In ischemic stroke or intracerebral hemorrhage, there is an extensive expression of MMP-9 that is related to excitotoxicity, apoptosis, neural damage, hemorrhagic transformation and blood-brain barrier disruption that results in tissue edema. We hypothesize that MMP-9 may be a possible cause of retinal edema similar to stroke. Bertelmann et al. have demonstrated the elevation of intravitreal functional plasminogen in eyes with central and branch RVO and correlated with the extent of blood–retina barrier damage [3]. This pathological process could be mediated by MMP-9 similar to stroke. Meanwhile, Tuuminen et al. recently found that intravitreal levels of MMP-9 is significantly elevated in patients with RVO patients [4]. In regard to data mentioned above, we assume that MMP-9 can be considered as a rational target for RVO treatment. The inhibition of MMP-9 interfere with degradation of basement membrane and related intimal hyperplasia. This inhibition contributes in the prevention of vascular stenosis [5]. So targeting MMP-9 may be protective as well.

Declaration of interest

The authors have no relevant affiliations or financial involvement with any organization or entity with a financial interest in or financial conflict with the subject matter or materials discussed in the manuscript. This includes employment, consultancies, honoraria, stock ownership or options, expert testimony, grants or patents received or pending, or royalties.

Author's response

We appreciate the comments made by Dr. Abdullah Ilhan et al. to our paper “Pharmacotherapy for treatment of retinal vein occlusion (RVO)” [1] and are pleased to reply.

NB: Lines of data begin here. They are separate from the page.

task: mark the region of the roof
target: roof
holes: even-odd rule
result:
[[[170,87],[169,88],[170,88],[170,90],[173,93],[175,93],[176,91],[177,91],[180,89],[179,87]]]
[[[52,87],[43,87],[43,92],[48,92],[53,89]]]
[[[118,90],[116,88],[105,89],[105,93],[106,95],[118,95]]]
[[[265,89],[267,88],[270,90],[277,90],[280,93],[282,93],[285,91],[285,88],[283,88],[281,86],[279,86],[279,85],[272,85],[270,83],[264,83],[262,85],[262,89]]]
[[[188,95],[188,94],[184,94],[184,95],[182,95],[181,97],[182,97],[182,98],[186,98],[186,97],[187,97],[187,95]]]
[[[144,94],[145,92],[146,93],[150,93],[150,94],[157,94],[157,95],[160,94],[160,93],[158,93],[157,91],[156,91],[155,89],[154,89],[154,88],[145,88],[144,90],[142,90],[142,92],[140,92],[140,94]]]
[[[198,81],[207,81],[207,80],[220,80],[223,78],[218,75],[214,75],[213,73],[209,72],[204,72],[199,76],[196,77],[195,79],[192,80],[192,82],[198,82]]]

The aim of our review was to cover current aspects of the management of RVO. Therefore, our discussion was limited to pharmacological agents of immediate clinical applicability. However, an interesting point has been raised. It is well-known that many agents interfering with the multiple stimuli of the complex pathogenesis of RVO are currently under investigation and, as pointed out, MMP-9 is an extracellular proteolytic enzyme implicated in various endothelial cell functions, including proliferation, differentiation, and angiogenesis and it might have a crucial role in the pathogenesis of macular edema due to RVOs [2]. Still, the importance of MMP-9 in pathological manifestations of RVO has not been completely investigated yet. Tuuminen et al. found high intravitreal levels of MMP-9 only in eyes affected by RVO with ischemic complications [3]. We strongly agree that targeting MMP-9 may have some role in the treatment of RVO and for sure deserves further investigation.

Declaration of interest

P Lanzetta has worked as a consultant for Alcon, Allegran, Bausch & Lomb, Bayer, Novartis and Roche. The authors have no other relevant affiliations or financial involvement with any organisation or entity with a financial interest in or financial conflict with the subject matter or materials discussed in the manuscript apart from those disclosed.